Unfortunately for the engineers tasked with refining the rules that govern telecommunications, standards aren’t as sexy as the smartphones they empower. And yet telecommunications standards are the silent enablers that make our modern connected world possible. Like the behind-the-scenes management, production and songwriting pros that made Justin Bieber a megastar, standards occupy the shadowed sidelines near the stars while creating the very product on which the spotlight shines.

Numerous standards-developing organizations (SDOs) codify concepts from the laboratory into language and guidelines that ensure our devices function properly wherever and whenever they are needed. SDOs are like the swag coaches of the telecom industry. They keep our smart phones smart and a our iPhones cool. Standards like those developed by the ITU, TIA, IEEE, ETSI, GSMA, and 3GPP, such as IPv6, LTE and RCS, provide a star map of our connected universe.

Other B-List, quasi-SDOs appear on the site-seeing tour of the standards landscape such as the TM Forum, which essentially markets best practices for communications service providers (CSPs), and OpenStand, which creates a framework and guidance for building open ecosystems and interoperability standards. Both have their place, and address specific issues, within the standards community but are fighting for relevancy as the digital age continues to evolve.

With so many organizations involved and all of this activity in the realm of standards, one would imagine that everything important and critical to innovation is being covered in a timely, efficient manner. But this is not the case.  The reality is that standards routinely get bound up in long development cycles, competing interests and commercial blockades. One need only count the number of VoLTE deployments to understand that the development and adoption of standards moves slower than the market for new services.

As the telecommunications service landscape has become increasingly complex and volatile, the role of standards has evolved. Some industry analysts argue that fully open standards are needed to stitch together all of the disparate silos that have been created; these countless islands are the result of vendor tie-in and the rapid growth of networks; that is they’re systems that have emerged to fulfill demand as opposed to being designed for the task. Seemingly good news for organizations like OpenStand. But fully open standards, create an environment in which vendors can’t innovate or value price, ultimately driving them into commodity status.

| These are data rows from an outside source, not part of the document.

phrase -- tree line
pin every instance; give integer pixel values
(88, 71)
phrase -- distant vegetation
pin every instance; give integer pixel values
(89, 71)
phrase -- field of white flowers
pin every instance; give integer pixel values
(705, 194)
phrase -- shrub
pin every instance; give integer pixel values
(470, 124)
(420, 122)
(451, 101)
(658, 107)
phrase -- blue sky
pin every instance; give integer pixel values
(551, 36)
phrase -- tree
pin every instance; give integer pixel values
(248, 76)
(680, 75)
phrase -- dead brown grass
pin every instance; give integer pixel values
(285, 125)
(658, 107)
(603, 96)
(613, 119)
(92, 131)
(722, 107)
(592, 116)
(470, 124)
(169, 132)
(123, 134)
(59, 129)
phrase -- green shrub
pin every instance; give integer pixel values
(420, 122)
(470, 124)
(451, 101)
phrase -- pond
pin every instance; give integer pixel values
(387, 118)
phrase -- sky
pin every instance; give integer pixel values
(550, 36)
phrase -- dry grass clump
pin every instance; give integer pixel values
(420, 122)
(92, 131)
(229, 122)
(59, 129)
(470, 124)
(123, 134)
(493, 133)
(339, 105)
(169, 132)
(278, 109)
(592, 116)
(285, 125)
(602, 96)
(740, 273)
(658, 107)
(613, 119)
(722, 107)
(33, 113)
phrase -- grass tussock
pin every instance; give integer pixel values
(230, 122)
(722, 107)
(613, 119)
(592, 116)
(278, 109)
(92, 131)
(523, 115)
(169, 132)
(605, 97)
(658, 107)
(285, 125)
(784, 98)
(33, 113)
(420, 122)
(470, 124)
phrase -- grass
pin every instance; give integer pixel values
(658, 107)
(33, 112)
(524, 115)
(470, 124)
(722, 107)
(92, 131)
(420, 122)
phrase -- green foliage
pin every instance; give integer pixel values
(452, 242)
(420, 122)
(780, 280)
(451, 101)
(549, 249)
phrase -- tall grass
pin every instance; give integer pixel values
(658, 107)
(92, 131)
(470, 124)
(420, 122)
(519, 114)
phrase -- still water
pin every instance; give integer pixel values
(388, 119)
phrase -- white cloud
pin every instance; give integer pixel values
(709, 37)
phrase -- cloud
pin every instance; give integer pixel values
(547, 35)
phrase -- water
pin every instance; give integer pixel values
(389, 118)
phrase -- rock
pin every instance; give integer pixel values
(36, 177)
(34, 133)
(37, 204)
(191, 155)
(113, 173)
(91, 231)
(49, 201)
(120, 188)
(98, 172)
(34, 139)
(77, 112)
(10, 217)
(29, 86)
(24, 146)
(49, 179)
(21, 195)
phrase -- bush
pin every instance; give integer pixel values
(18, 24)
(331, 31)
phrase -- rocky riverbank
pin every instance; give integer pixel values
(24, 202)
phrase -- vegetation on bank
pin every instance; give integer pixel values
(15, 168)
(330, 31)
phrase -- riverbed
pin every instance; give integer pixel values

So what happens in the meantime?

Some CSPs and vendors have banded together and adopted a do-it-yourself (DIY) model to create solutions that enable innovation, interoperability and profitability. In the absence of fully ratified standards from A-List SDOs or fully effective Frameworx suite from the TM Forum, and against a competitive backdrop where time to market (TTM) is money — organizations are deciding to take matters into their own hands. For example the Operations Support Systems Interoperability Initiative (OSSii) and the Global M2M Association (GMA) are excellent illustrations of what CSPs and vendors can achieve when they buck the system and go DIY.